It's a basic fact that our bodies change over the course of our lifetimes. Weight gains and losses, pregnancy... even those blessed thin and fit from birth will have to deal with the effects of gravity. I'm still coming to terms with the fundamental alterations my own body incurred from my recent twin pregnancy. (These sweet little girls were so worth it!)
Knowing your own shape really is crucial to looking good. Accenting it, enhancing it, sometimes camouflaging and counteracting it. Even an elementary understanding of how best to dress your shape will simplify your shopping and have you creating outfits more confidently.
But get ready for a roller coaster ride! You probably grew up hearing about the basic 4, Hourglass, Rectangle, Apple and Pear. Made sense. But nowadays there are many more ways to define body shapes. Here is just a sampling.
- Trinny and Susannah (brilliant British ladies and originators of What Not To Wear) revealed 12 shapes in their Body Shape Bible. Click here for some very realistic pics to go with the 12 shapes!
- Imogen Lamport from Inside Out Style uses 7 shapes; 8, O, A, I, V, X, H. And explains them very clearly in various posts on her blog.
- myshape.com does it with letters, 7 to be exact: M-Y-S-H-A-P-E
For a basic beginning on how best to dress your particular shape, I've posted the highlights (with edits for modest dressers) of a great article from the February issue of InStyle magazine. For a fun activity, click here to visit their Fit Profiler.
- Draw eyes north with bold or light colors on top and dark shades on bottom. *Light-reflecting earrings invite upward glances.
- Broad necklines (boatnecks or off-the-shoulder shirts) equalize your figure.

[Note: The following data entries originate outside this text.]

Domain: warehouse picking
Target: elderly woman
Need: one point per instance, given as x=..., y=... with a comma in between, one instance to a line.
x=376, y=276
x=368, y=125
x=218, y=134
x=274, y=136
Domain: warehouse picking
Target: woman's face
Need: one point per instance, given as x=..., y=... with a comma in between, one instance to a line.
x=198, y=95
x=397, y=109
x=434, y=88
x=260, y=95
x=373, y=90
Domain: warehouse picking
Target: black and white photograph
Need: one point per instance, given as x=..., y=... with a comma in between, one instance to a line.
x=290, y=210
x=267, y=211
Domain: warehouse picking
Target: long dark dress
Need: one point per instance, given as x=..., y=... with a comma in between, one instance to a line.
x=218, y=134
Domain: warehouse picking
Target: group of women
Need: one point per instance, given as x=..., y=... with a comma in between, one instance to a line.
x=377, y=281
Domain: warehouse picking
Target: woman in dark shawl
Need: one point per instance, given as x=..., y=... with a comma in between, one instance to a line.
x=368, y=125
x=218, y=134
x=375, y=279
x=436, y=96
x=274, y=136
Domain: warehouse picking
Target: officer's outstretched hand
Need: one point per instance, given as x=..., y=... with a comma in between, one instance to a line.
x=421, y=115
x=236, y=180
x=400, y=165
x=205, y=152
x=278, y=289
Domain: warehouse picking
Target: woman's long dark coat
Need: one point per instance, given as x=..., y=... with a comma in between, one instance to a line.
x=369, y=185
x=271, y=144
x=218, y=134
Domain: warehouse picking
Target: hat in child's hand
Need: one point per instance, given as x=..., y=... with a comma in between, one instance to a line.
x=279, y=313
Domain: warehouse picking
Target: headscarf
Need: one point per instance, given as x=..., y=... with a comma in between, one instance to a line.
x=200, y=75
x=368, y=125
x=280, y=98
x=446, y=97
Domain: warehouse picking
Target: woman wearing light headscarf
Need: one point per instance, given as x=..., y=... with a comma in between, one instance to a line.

For modest dressers, think broad lapels, strong shoulders (not shoulder pads!) and puffy sleeves.
- Jackets, long cardigans and dress shirts worn open create a lengthening effect, minimizing the appearance of wider thighs.
- Baggy clothes have a body-shrinking effect. Ensure fit; get things tailored if need be.
- Be creative with waistlines: Drop-waist tops make torsos look longer while high-rise bottoms add inches to legs.
- Too billowy a blouse or dizzying a print can overwhelm. Classic, structured shapes concoct an illusion of tall and narrow.
- Foundation is key: INvest in a good bra with sculpted cups and sturdy straps to maintain allover smooth lift and to prevent side bulges.
- Avoid bulky turtlenecks, which make you look heavy from the waist up.
- Subtle accents on top complement decolletage while bold details (like, yes, stripes) add unwanted volume.
- Enhance a smaller chest with necklines that expose a bit: Pick ones with a flirty dip, like a sweetheart or a deep V. (For modest dressers - go ahead and pair a bright or sparkly camisole with those deep V necklines!)
- Add curves to narrow hips by wearing a thick, low-slung belt with jeans or trousers.
- Experiment with new fabrics, like boucle or ones with sequin, that give a little dimension to a straighter figure.
- By keeping the silhouette close - but not snug - to your body, you look trimmer than you would trying to hide under baggy clothes.
- Dark palettes minimize, but you can also go lean with bright, monochromatic hues.
- Too tight sleeves accentuate arm bulge. Fabrics should skim upper arms. Bell sleeves are always chic too.
- Accentuate your profile with a few pretty belts and cinch everything (from dresses to blouses) at the small of your waist.
- Jersey and silk lightly graze curves. Wool and tweed add bulk.
- Defined, structured shoulders and exposed necklines (think V-neck) flatter busts.
- When dressing up, wear bottoms that rise over your belly for the smoothest lines under tops.
- Go for clothing basics, but make a statement with jewelry like bold necklaces or cocktail rings, which can be trotted out post pregnancy too.
- Don't spend a fortune on maternity wear. Empire-waist blouses, cardigans and dress shirts untucked and open all work.